Unterdessen hat die Pannenkette ein weiteres Glied bekommen. "Hinweise auf der Rückseite beachten", steht auf der eidesstattlichen Erklärung zur Briefwahl. Doch die Rückseite ist blank. "Das werde ich nicht akzeptieren", sagte der Stendaler, als er den Wahlschein in der Redaktion präsentierte. Als ehemaliger Gerichtsvollzieher wisse er genau, was eine Versicherung an Eides statt bedeute. "Ich unterschreibe, dass ich die Rückseite zur Kenntnis genommen habe, und das geht gar nicht", erläuterte er. Da er dann wegfahre, werde er der Stadt eine Frist bis zum 3. November setzen, um ihm einen korrekten Wahlschein zuzustellen. "Wenn das nicht passiert, fechte ich die Wahl an", kündigte er an.

Sonderstadtrat soll tagen


Viele Fragen bleiben offen. Wie erklärt sich die Stadt, dass eine Wählerin erneut eine Wahlbenachrichtigung erhalten hat? Gibt es weitere Fälle? Wird nochmal geprüft? Wie wird damit umgegangen, dass die Staatsanwaltschaft jetzt schon ermittelt? Und: Ist diese Wahl überhaupt haltbar? Die Stadt blieb die Antworten am Donnerstag schuldig, Pressesprecher Klaus Ortmann vertröstete auf Montag.

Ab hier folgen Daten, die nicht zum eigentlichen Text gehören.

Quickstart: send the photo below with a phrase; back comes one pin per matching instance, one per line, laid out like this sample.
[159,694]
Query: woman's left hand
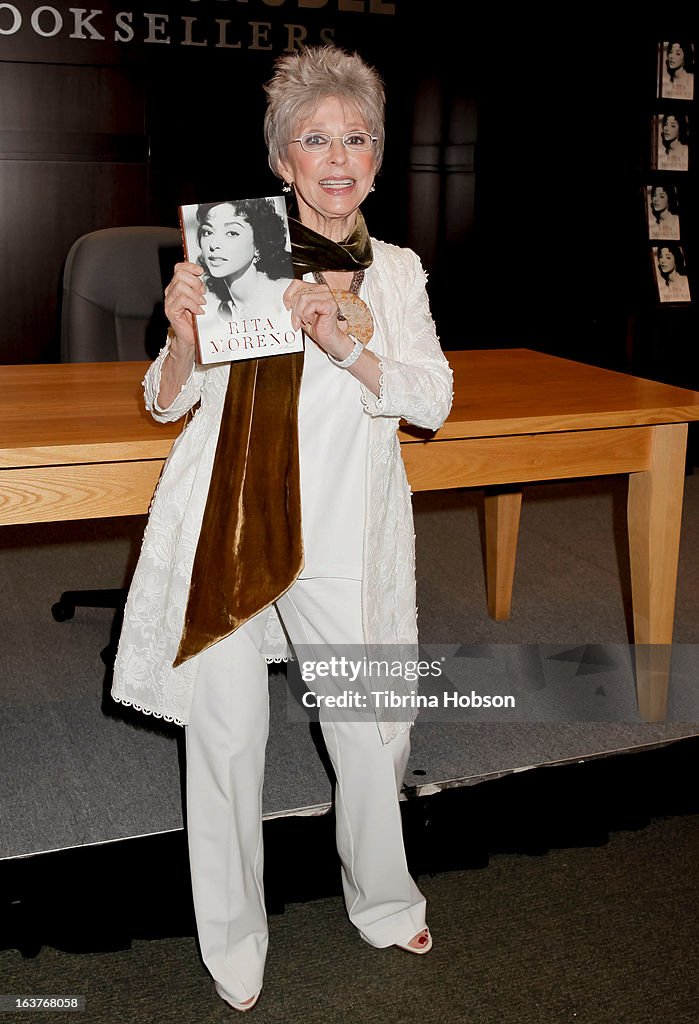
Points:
[314,310]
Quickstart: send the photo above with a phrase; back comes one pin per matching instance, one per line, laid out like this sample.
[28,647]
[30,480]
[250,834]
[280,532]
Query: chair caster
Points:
[62,610]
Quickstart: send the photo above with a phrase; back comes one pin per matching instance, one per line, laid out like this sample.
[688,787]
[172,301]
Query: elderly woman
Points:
[284,513]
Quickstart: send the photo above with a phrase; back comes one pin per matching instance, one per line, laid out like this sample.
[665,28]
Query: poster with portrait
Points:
[662,210]
[675,69]
[670,141]
[244,249]
[669,268]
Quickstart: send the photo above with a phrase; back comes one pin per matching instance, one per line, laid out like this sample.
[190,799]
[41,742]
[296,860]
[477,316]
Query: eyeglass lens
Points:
[318,141]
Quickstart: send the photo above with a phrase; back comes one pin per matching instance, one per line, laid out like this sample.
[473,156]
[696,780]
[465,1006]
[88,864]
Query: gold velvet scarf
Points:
[250,549]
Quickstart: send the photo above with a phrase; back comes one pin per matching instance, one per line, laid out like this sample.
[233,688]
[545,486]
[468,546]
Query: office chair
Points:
[113,310]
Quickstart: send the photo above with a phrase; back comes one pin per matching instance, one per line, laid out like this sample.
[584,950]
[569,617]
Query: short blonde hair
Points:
[300,83]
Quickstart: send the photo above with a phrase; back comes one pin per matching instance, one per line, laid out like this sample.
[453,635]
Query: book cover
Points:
[244,248]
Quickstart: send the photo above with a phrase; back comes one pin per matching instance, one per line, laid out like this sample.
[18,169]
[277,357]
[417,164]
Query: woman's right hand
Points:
[184,300]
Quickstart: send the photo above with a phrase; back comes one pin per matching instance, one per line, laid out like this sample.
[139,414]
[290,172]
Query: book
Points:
[245,250]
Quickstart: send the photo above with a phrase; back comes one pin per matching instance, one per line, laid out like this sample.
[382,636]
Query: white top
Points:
[416,384]
[333,439]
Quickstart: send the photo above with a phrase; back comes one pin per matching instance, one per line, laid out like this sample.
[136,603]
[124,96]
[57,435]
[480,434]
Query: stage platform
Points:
[76,770]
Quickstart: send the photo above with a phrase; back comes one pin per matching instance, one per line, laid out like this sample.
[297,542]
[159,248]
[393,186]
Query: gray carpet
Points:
[73,771]
[604,935]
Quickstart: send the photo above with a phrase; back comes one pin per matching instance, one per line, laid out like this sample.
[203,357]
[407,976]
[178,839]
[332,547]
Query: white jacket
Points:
[416,384]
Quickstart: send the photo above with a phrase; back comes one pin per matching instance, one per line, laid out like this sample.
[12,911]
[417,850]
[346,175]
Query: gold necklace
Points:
[350,307]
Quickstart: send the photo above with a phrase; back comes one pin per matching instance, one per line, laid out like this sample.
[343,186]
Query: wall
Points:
[515,156]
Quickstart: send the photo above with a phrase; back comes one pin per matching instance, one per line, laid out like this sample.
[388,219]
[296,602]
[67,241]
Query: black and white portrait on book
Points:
[244,249]
[669,265]
[670,141]
[662,208]
[675,69]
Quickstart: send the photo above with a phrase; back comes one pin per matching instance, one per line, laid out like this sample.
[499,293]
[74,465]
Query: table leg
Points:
[655,498]
[501,526]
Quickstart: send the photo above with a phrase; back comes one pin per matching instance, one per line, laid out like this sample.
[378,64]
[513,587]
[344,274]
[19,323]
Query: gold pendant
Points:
[355,311]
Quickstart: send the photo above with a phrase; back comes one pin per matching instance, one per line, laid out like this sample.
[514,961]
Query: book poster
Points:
[669,266]
[675,69]
[245,250]
[662,210]
[669,141]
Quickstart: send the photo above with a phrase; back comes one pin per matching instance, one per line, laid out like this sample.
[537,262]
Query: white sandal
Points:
[424,948]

Nach Volksstimme-Informationen wird es einen Sonderstadtrat zu den neuen Vorwürfen und zur Entscheidung der Kommunalaufsicht, einen Ausschuss zur Untersuchung der Wahl nicht zuzulassen, geben. Zwar erst nach der Wahl, aber fristgerecht, um noch Einspruch dagegen einlegen zu können.